There are many arguments available about which movies succeed or fail inside this equation. But falling prey to remake bloat is especially curious and maybe tragic for a movie like “House Party,” the uneven, halfway-fun remake of the 1990 comedy of the identical name.
Unlike many rebooted movies, the unique “House Party” has all the time felt delightfully small. With an easy premise — teenagers attempting to throw a giant bash while their parents are away — it was an effortlessly fun comedy with real heart (save for the dated and homophobic bits toward the top), anchored by the simple charm of its rap duo stars, Kid ’n Play. While it spawned a trilogy, it was never a box-office juggernaut, and is now enjoyed as a cult classic whose success helped ignite a Black independent film renaissance.
To say, though, that this latest “House Party” has failed in recapturing this essence wouldn’t be entirely fair. In some ways, the film, helmed by the music video director Calmatic, is 2 movies, its first half mostly understanding where the charisma lies in a comedy like this. Set in Los Angeles, the film opens with a montage of town that’s such a thoroughly nostalgic throwback to the world of ’90s Black comedies that it feels ripped straight from “Friday.”
Kevin (Jacob Latimore), struggling to pay his toddler daughter’s school tuition, finds himself without options when he and his best friend, Damon (Tosin Cole), lose their jobs as house cleaners. Ending up their last gig, they realize they’re cleansing the home of LeBron James himself, and cook up a plan to money in with an enormous party there.
Much of this buildup is a good-enough romp.
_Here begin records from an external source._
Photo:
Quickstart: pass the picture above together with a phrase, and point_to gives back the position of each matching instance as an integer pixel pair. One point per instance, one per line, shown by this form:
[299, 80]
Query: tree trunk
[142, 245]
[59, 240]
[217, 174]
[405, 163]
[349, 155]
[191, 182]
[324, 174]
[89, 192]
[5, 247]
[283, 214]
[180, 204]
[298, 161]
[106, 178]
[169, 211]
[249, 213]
There are throwbacks to the 1990 film: a dance battle featuring Tinashe that mechanically falls short compared with the enduring original scene; a villain trio that’s arguably more entertaining than the Full Force bullies in the primary two movies; and, in fact, a cameo from Kid ’n Play themselves. Yet it’s baffling why the film doesn’t use the unique stars more creatively; as a substitute, they occupy one blink-and-you’ll-miss-it slot within the infinite parade of empty cameos and absurdist camp comedy that makes up the movie’s second half.
You may also call this the LeBron problem: After the dreaded “Space Jam: A Latest Legacy,” that is the second ’90s reboot that the superstar, moving into entertainment during his Los Angeles tenure, has produced, starred in and treated as a gilded fun house where celebrities and characters are all just business properties popping in for an inexpensive thrill. Like every rager gone south, the thrill is fun early on, until it’s suddenly an excessive amount of, the home is overrun, and the room starts spinning.
Rated R for pervasive language, drug use, sexual material and a few violence. Running time: 1 hour 40 minutes. In theaters.